Birincisi, sıraladığımız talepler çalışanları çok yakından ilgilendiriyor. Çünkü bu kesimlerin maaşlarından otomatikman vergi kesintisi yapılıyor. Ancak milyarlarca Euro kâr eden uluslararası büyük tekeller AB içinde vergi kaçırmaya devam ediyorlar. Çok sayıda insanın bu duruma öfke duyduğunu ve başka bir politika talep ettiğini biliyoruz.

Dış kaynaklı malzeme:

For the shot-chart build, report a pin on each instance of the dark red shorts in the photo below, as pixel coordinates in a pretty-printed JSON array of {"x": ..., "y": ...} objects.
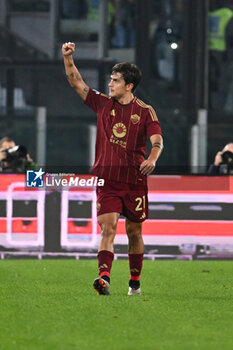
[{"x": 126, "y": 199}]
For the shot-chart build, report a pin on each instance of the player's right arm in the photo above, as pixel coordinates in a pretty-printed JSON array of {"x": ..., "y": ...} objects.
[{"x": 74, "y": 77}]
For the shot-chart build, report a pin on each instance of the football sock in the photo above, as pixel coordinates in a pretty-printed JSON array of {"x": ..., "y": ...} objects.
[
  {"x": 135, "y": 265},
  {"x": 106, "y": 278},
  {"x": 105, "y": 259}
]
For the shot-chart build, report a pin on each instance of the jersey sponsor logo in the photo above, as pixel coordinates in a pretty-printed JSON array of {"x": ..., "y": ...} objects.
[
  {"x": 113, "y": 113},
  {"x": 115, "y": 140},
  {"x": 119, "y": 130},
  {"x": 135, "y": 118},
  {"x": 97, "y": 92}
]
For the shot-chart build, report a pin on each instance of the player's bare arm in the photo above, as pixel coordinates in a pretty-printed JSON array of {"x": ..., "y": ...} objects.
[
  {"x": 74, "y": 77},
  {"x": 149, "y": 164}
]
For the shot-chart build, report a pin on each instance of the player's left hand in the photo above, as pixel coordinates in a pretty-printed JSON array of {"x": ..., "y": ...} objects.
[{"x": 147, "y": 167}]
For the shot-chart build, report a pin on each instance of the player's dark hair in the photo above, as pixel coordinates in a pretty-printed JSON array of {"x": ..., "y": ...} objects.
[
  {"x": 5, "y": 139},
  {"x": 130, "y": 73}
]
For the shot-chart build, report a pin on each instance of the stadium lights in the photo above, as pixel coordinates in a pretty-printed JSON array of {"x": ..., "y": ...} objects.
[{"x": 174, "y": 46}]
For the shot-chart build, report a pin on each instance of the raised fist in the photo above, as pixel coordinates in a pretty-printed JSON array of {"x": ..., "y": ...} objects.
[{"x": 68, "y": 48}]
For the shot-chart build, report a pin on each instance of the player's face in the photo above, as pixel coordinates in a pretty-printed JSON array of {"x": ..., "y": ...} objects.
[{"x": 117, "y": 86}]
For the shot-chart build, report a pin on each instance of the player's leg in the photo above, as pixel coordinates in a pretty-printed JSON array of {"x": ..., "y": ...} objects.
[
  {"x": 108, "y": 225},
  {"x": 135, "y": 250}
]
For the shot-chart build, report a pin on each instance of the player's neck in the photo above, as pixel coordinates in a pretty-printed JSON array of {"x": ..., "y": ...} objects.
[{"x": 126, "y": 99}]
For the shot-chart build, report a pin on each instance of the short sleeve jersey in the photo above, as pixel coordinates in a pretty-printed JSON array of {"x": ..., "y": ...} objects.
[{"x": 122, "y": 131}]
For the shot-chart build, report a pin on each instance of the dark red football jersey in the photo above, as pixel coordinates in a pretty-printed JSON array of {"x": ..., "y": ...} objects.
[{"x": 122, "y": 131}]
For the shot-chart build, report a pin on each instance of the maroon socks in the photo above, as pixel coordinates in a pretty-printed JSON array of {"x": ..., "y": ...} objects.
[{"x": 105, "y": 259}]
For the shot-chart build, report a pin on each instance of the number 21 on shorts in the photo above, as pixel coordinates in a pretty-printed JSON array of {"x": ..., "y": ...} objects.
[{"x": 141, "y": 203}]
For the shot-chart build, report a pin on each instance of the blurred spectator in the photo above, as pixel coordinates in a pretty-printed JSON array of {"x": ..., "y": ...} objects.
[
  {"x": 223, "y": 162},
  {"x": 220, "y": 40},
  {"x": 14, "y": 158},
  {"x": 73, "y": 9},
  {"x": 124, "y": 28}
]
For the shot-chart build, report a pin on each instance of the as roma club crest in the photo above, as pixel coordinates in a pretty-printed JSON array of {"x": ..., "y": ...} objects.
[
  {"x": 135, "y": 118},
  {"x": 119, "y": 130}
]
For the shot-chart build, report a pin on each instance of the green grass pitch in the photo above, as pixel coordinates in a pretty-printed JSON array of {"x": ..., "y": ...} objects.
[{"x": 50, "y": 304}]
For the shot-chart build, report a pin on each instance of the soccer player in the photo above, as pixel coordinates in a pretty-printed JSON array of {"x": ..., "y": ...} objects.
[{"x": 123, "y": 124}]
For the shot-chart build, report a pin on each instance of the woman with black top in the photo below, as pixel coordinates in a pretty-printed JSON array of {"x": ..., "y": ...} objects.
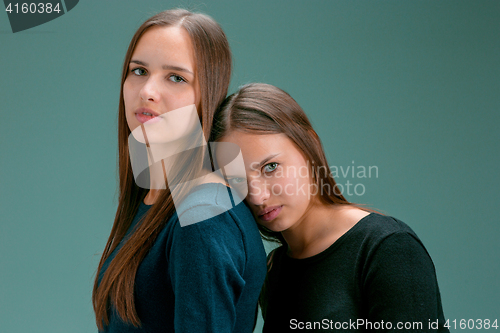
[
  {"x": 183, "y": 255},
  {"x": 340, "y": 268}
]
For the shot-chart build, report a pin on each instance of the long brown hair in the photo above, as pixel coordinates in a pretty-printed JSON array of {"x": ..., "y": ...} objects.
[
  {"x": 265, "y": 109},
  {"x": 213, "y": 63}
]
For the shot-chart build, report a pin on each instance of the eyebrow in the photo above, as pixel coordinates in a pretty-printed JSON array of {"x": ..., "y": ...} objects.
[
  {"x": 264, "y": 161},
  {"x": 164, "y": 67}
]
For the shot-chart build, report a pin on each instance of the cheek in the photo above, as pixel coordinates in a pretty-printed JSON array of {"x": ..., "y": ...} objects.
[{"x": 127, "y": 94}]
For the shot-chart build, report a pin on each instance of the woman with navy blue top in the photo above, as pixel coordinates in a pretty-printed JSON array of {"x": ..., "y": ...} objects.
[{"x": 184, "y": 253}]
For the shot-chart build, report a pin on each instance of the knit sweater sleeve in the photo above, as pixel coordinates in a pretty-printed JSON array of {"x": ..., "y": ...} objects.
[
  {"x": 206, "y": 264},
  {"x": 401, "y": 286}
]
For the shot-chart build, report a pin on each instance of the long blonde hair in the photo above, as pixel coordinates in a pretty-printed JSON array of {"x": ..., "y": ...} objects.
[{"x": 213, "y": 63}]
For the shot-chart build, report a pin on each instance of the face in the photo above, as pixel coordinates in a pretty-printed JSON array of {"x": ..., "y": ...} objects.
[
  {"x": 278, "y": 178},
  {"x": 162, "y": 78}
]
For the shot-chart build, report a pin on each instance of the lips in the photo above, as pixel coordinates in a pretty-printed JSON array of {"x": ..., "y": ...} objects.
[
  {"x": 146, "y": 115},
  {"x": 270, "y": 213}
]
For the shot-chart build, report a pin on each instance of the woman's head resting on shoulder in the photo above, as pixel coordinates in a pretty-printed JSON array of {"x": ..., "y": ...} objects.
[{"x": 285, "y": 166}]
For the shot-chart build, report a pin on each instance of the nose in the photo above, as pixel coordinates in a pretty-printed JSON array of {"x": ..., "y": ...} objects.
[
  {"x": 258, "y": 192},
  {"x": 150, "y": 90}
]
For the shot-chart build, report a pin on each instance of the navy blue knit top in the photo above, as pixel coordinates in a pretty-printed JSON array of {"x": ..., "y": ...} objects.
[{"x": 203, "y": 277}]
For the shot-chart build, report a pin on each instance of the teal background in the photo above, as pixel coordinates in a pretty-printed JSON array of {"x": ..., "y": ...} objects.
[{"x": 411, "y": 87}]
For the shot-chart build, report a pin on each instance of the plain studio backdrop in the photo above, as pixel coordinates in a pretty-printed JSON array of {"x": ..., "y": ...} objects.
[{"x": 409, "y": 88}]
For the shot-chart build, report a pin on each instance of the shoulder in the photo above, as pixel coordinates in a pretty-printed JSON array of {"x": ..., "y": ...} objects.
[
  {"x": 209, "y": 211},
  {"x": 377, "y": 227},
  {"x": 389, "y": 237},
  {"x": 209, "y": 202}
]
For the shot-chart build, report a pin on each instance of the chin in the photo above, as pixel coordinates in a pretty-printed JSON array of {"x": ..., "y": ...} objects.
[{"x": 274, "y": 226}]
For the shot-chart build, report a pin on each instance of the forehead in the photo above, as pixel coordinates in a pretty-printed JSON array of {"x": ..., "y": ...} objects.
[{"x": 165, "y": 43}]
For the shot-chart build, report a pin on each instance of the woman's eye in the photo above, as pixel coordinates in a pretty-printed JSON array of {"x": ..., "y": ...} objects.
[
  {"x": 270, "y": 167},
  {"x": 138, "y": 71},
  {"x": 176, "y": 78}
]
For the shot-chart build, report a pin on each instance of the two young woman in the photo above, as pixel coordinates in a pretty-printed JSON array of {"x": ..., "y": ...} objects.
[{"x": 337, "y": 262}]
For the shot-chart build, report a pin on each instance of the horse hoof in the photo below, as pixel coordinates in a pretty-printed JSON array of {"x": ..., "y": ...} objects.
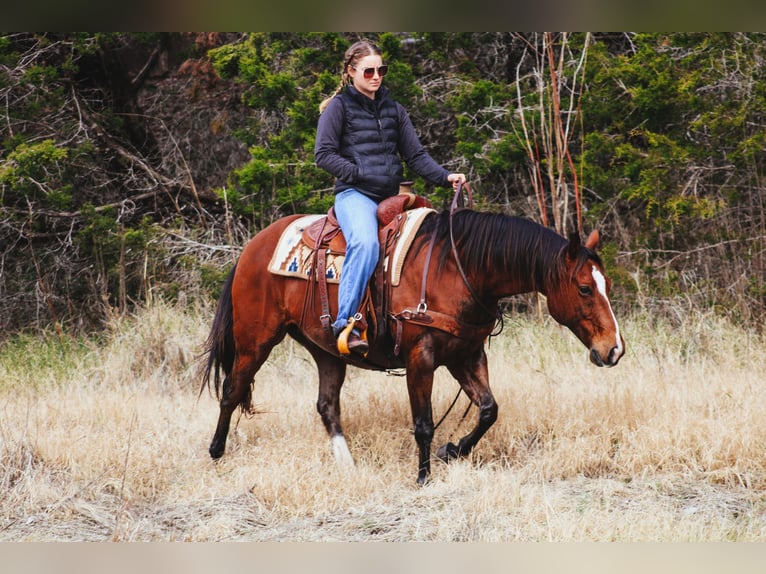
[
  {"x": 447, "y": 452},
  {"x": 215, "y": 451}
]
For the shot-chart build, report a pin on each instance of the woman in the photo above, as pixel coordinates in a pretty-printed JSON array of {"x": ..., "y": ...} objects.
[{"x": 362, "y": 137}]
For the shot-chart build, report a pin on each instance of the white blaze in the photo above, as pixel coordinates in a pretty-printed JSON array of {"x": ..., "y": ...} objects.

İkinci söylediğiniz konuya geldiğimizde, diğer partiler bunun AB çapında düzenlenecek bir konu olmadığını söylüyorlar. Biz vergi politikasının ülkeler tarafından yapılmasından yanayız. Ancak eğer söz konusu sermayeye sınırsız özgürlük sağlayan büyük bir iç pazar ise, o zaman asgari düzenlemelerin de yapılması gerekiyor. Örneğin aynı yerde çalışan herkese aynı ücretin verilmesi gibi. Ya da tekellerin vergilendirilmesi için asgari müştereklerin sağlanması gibi. Çünkü bu yapılmadığı durumda tekellerde vergi almama konusunda rekabet ortaya çıkıyor.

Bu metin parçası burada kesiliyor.